Certain breeds of dog, such as the Basset Hound and Miniature Schnauzer, appear to be predisposed to this disease ¹⁰ ; the basis of this breed predisposition is unclear. Only in a few cases has the efficiency of the immune status been investigated. Other authors ⁴ have suggested that Basset Hounds might be predisposed to a cell-mediated immunodeficiency against intracellular pathogens due to a defect in either T cells or intracellular killing ability of macrophages. In another case, ¹⁸ a concurrent infection with 3 types of pathogens, one of which was M. avium, was reported in a Great Pyrenees dog, suggesting that an immunodeficient state also existed for this dog. These examples support the hypothesis that an immunocompromised state might predispose to the sporadic form of the disease. In the case herein described, the breed is one previously reported to be predisposed to the infection, and severity and massive dissemination of the lesions suggest that glucocorticoids might have promoted spread of the infection.

From the study that described the 5 cases of MAIC infection in Basset Hounds, ⁴ pedigrees were available and studied only in 3 dogs; from these, it emerged that 1 male was the sire of one of the affected dogs and that one of his sons was the sire of the other 2 dogs. For the cases of MAIC described in mixed breeds,^2,12 whether the dogs were genetically related to Basset Hounds was not presented. The dog described in the current report was born from an American lineage of Basset Hounds (both mother and father). Direct documentation does not exist on whether the parents were direct descendants of the 5 Basset Hounds described in 1988. ⁴

Since human beings are relatively resistant to infection with MAIC, unless they are immunocompromised, and zoonotic transmission is no more likely than environmental acquisition, treatment of affected dogs might be considered. However, in most of the reported cases, dogs were euthanized for the progressive and often rapid worsening of clinical signs without any attempt at specific therapy.^{1,5-7,9,12,18} Only in a few cases has specific antimycobacterial therapy been initiated. One affected dog was treated with isoniazid for 10 months; however, the subject was euthanized because of continuing deterioration. ²⁰ Three of the 5 Basset Hounds with MAIC disseminated infection described in the United States ⁴ were specifically treated for periods lasting from 7 days to 1 month, and in all 3 cases, a lack of response and progressive course of disease prompted the decision for euthanasia. Antimycobacterial therapy was also attempted in a Schnauzer dog whose condition seemed to initially improve, but the dog rapidly deteriorated. ¹⁶ Mycobacterium avium intracellulare complex organisms are resistant to common anti-tuberculosis drugs; however, fluoroquinolones and new quinolones have been shown to be active in vitro against many mycobacterial species. ¹¹ Unfortunately, since clinical signs tend to be vague and often lead to misdiagnosis if rod-shaped organisms are not detected in cytological specimens, diagnosis is not usually achieved in an early, more treatable stage of the disease. In the current case, therapy was not attempted, mostly because of dissemination of the disease with multi-organ involvement.

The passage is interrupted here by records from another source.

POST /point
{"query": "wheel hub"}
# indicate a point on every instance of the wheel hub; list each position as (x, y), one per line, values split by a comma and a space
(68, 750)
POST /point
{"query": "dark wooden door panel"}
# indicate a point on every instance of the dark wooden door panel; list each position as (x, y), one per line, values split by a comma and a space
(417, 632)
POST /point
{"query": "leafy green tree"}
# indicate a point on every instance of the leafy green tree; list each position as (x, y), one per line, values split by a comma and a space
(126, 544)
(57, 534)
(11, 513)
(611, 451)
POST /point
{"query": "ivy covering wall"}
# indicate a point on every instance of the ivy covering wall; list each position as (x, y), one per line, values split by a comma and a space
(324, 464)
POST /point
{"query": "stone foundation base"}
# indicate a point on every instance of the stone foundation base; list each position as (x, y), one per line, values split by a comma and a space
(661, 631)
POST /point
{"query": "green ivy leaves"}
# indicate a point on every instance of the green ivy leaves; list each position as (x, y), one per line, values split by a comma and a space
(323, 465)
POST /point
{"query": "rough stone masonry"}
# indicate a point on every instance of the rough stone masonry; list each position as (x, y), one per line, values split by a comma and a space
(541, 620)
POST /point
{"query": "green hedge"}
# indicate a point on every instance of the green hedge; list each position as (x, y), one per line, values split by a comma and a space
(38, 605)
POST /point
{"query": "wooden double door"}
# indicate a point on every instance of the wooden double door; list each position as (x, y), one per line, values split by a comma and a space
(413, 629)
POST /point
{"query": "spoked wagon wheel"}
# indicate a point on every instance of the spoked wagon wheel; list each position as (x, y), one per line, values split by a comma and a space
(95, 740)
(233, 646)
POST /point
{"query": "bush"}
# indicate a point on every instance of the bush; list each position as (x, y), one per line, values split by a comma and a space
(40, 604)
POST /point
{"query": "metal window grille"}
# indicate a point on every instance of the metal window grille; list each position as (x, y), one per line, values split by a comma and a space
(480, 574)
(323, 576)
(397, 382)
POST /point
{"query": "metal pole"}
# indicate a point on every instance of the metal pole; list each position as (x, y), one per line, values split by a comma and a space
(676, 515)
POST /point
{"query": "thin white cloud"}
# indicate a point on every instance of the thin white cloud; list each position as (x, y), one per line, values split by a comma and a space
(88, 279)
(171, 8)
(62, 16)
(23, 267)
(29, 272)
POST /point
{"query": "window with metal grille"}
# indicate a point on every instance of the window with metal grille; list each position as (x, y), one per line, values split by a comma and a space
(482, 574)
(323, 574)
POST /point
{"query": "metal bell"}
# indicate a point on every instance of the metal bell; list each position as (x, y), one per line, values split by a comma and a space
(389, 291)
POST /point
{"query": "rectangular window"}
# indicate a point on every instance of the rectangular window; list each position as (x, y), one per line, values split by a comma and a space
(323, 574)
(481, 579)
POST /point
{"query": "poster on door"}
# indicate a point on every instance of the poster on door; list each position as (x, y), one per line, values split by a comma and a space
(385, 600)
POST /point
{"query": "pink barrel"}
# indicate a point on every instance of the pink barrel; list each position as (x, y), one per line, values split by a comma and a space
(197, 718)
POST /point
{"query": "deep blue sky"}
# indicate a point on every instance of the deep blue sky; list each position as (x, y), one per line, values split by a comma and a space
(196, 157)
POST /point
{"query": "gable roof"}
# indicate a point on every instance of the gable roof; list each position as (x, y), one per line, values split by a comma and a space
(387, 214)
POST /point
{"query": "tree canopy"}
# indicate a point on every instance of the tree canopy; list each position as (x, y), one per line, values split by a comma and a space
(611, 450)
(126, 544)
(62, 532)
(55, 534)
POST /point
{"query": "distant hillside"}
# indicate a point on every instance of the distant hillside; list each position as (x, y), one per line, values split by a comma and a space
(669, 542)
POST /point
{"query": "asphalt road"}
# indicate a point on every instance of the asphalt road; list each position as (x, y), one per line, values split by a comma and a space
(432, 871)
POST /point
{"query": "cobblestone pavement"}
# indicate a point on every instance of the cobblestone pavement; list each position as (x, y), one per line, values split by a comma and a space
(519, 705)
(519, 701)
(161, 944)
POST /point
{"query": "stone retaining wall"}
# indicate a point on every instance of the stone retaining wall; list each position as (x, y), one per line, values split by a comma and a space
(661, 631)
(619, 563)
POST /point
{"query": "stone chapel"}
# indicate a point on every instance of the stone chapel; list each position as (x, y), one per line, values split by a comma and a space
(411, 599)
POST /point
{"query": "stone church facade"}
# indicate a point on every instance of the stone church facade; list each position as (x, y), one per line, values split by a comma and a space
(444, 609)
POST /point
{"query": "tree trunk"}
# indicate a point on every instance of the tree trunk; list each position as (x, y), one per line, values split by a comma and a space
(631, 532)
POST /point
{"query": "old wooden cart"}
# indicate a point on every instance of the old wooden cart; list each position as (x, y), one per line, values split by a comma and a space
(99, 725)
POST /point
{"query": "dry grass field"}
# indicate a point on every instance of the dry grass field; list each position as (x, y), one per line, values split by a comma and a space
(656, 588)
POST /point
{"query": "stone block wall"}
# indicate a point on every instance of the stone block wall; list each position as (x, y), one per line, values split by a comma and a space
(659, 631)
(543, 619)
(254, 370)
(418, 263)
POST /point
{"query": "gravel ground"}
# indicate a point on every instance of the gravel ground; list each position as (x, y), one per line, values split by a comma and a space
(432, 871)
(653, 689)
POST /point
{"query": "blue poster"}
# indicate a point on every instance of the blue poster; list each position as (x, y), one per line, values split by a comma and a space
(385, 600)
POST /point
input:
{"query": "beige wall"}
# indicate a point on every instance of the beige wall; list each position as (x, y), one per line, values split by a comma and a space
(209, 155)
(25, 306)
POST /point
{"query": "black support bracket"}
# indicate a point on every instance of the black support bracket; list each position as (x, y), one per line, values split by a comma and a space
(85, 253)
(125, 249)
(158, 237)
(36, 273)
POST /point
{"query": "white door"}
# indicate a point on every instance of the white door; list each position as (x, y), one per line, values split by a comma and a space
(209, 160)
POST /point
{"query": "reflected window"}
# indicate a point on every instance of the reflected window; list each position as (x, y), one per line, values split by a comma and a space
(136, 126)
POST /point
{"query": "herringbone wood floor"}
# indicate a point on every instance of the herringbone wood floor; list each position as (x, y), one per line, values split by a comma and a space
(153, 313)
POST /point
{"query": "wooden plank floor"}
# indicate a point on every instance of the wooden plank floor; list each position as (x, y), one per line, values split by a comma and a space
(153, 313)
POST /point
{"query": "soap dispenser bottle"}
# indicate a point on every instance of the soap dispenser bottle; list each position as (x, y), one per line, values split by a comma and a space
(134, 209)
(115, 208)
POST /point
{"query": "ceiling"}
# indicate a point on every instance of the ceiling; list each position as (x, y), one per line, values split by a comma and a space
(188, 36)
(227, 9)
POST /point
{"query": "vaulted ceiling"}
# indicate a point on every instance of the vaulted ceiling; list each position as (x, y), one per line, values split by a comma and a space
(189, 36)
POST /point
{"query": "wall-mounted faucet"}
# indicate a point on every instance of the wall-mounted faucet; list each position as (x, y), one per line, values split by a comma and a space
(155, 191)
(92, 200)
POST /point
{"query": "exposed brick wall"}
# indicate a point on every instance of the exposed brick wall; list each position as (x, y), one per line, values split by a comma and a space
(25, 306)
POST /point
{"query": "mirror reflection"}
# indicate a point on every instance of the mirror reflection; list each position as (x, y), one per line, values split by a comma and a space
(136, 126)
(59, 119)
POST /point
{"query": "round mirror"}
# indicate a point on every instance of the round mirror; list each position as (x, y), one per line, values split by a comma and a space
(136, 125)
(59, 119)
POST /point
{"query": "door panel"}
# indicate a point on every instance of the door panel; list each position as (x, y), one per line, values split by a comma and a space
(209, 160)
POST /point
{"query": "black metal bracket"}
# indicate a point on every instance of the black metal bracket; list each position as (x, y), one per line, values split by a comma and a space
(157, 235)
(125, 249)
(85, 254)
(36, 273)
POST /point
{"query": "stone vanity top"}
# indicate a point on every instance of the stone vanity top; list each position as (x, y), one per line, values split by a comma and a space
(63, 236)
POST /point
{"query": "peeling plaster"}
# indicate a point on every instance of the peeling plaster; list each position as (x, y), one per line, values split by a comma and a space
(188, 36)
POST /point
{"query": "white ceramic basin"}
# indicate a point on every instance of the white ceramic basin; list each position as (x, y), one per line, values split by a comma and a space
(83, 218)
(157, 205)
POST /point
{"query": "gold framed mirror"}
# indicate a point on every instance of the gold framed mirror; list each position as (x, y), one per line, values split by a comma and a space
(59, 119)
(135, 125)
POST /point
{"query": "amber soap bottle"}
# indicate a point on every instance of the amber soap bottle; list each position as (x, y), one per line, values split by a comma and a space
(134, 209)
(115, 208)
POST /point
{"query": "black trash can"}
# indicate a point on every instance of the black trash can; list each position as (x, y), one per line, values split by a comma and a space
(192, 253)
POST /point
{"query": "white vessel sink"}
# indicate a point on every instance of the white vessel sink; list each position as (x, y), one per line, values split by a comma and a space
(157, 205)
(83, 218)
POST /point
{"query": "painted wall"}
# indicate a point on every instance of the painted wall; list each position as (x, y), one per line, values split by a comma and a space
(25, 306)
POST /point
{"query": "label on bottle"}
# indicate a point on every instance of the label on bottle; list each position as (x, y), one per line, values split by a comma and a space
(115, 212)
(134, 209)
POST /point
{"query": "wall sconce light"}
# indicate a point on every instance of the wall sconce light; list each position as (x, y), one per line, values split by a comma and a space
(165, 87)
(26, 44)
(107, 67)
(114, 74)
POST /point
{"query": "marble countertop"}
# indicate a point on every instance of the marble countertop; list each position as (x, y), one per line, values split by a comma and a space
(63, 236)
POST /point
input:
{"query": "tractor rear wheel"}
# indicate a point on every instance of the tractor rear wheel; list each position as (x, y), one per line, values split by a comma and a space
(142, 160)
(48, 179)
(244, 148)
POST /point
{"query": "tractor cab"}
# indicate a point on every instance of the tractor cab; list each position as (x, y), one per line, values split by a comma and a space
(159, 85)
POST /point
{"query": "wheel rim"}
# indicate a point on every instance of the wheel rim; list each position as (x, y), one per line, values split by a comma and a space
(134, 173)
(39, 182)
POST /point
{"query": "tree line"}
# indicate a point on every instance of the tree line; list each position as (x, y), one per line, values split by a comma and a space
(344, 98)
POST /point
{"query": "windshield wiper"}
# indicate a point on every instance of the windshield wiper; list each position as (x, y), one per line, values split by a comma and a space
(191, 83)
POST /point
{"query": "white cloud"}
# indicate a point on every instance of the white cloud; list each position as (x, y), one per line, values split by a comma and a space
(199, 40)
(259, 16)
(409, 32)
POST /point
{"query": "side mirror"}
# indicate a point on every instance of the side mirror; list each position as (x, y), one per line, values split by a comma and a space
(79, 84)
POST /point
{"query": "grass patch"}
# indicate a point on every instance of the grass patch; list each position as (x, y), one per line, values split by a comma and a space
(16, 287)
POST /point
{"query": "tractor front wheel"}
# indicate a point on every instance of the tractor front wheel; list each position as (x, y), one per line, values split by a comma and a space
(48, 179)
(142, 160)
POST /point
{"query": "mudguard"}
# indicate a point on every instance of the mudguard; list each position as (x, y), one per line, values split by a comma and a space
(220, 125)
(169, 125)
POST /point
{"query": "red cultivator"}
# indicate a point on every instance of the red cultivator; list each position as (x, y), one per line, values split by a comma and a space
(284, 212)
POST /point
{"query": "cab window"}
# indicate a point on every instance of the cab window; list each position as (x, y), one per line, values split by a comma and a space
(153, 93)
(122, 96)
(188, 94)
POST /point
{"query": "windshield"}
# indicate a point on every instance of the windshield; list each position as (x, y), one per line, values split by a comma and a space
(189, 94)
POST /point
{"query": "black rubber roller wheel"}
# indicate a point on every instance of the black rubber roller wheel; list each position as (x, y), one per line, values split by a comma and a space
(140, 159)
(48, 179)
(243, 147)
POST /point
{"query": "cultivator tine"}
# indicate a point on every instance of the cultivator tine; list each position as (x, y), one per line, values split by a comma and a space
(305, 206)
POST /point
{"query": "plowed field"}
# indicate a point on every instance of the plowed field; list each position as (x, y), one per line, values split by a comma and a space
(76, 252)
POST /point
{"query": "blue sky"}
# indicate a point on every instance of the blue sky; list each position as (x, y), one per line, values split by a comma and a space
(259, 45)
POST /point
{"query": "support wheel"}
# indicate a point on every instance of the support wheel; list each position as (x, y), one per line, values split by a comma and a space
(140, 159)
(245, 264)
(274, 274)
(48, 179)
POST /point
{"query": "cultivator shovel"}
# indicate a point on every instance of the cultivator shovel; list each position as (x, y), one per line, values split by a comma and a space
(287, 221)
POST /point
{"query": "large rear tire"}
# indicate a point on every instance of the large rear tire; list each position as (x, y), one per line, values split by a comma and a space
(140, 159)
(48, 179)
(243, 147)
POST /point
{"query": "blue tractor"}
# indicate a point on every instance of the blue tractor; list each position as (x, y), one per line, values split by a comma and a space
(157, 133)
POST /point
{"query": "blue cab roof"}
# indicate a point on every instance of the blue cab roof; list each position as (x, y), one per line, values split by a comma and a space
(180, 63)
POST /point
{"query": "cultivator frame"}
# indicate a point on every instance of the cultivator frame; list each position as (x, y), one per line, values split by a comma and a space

In conclusion, the authors report a case of disseminated mycobacteriosis in Italy in a Basset Hound of American lineage. The introduction of molecular biology to the diagnostic plan allowed for the identification of the pathogen as M. avium subsp. hominissuis, and to the authors’ knowledge, systemic MAIC infection due to this subspecies is rarely described and has not been reported in Italy.